The Truth About Big Data: You Probably Don’t Have It
Something has been bothering me about all the hype around the concept of “Big Data” and, finally, I’ve figured out what it is. While everyone seems to be worried about it, the truth is that very few companies actually have it.
What Really is Big Data?
In this case (although not all cases), Wikipedia has a pretty good definition of big data: In information technology, big data is a loosely-defined term used to describe data sets so large and complex that they become awkward to work with using on-hand database management tools).
For the most part, big data is data generated by machines and programs. It includes things like social media data (like Twitter tweets & Facebook posts), website generated data (like web logs), and machine generated data (like intra-second readings taken by industrial equipment).
So, Do You Have “Big Data” or “Just Plain Data”?
Look at that definition again. The definition talks about size and complexity. It doesn’t talk about data source or data type. In other words, there is a difference between “big data” and just plain data. Big data requires specialty, rapidly evolving technologies such as Hadoop, Big Table, MongoDB… Just plain data is something you’re already working with in your relational databases, flat files, etc.

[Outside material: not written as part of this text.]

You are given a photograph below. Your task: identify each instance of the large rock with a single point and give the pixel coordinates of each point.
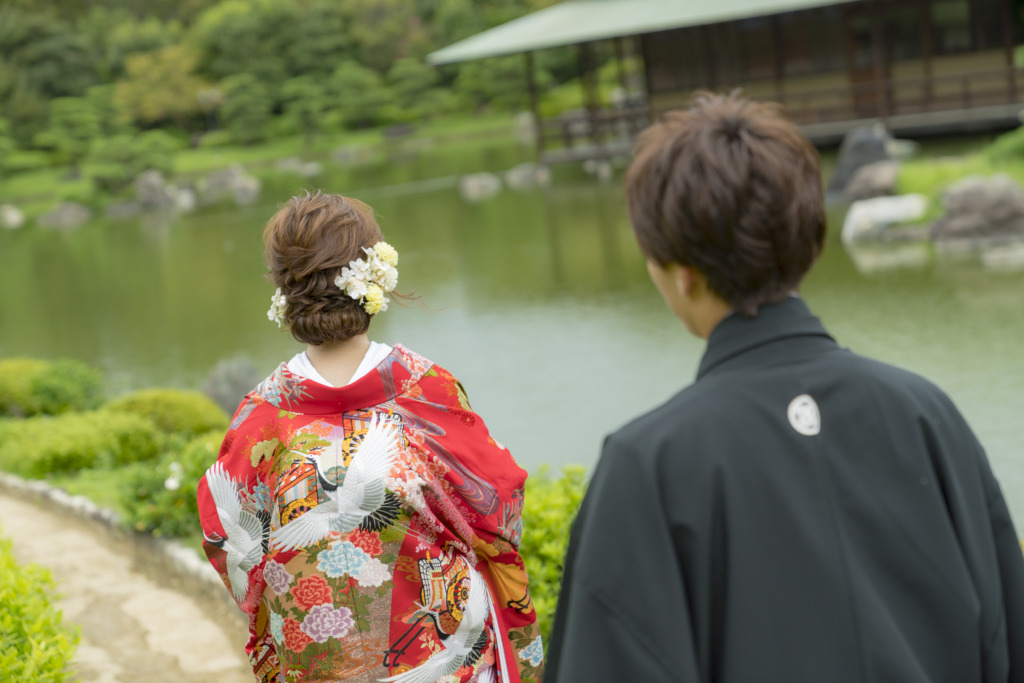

Even if you have machine-generated data, Twitter data… AND you have a business requirement to analyze it, you still likely don’t have big data. Put differently, big data is NOT a kind of data, it’s a quantity of data. If you don’t have super massive quantities of social media data or machine readings, your existing technologies (or some industry standard extensions of them) can probably meet your needs today.
So, for example, if you have to analyze a million tweets a data, you probably have big data. If, on the other hand, you have to analyze a million tweets a year, you have just plain data.
If you’re running a bank of 100 milling machines that each take 10 quality control readings every second, you have big data. If, on the other hand, you’re running a set of 100 candy vending machines, each of which captures details about 50 transactions per day, you have just plain data.
I Can See the Hype But, Can I See the Use?
No, I’m not about to say that big data is really all about marketing hype. It’s probably only 45% about marketing hype, 45% about bit heads (such as myself) who think the concept is cool and, therefore need to find a nail for our hammers, and about 15% about business need (please excuse rounding errors here).
I do see a ton of press about big data (when something gets multiple articles in The Wall Street Journal, it’s hit the big time). I also see a ton of vendors professing big data strategies. I also see a ton of data guys desperately wondering about how to handle big data. I’ve, even, seen some decent use cases.
All this is great but, as in all things BI, start with the user. Figure out what they want to do, what they want to analyze, what they need to grow and run the business. THEN figure out how to deliver it.
You might actually have big data but my guess is that, in the vast majority of cases, you have just plain data. Now go and do something amazing with it.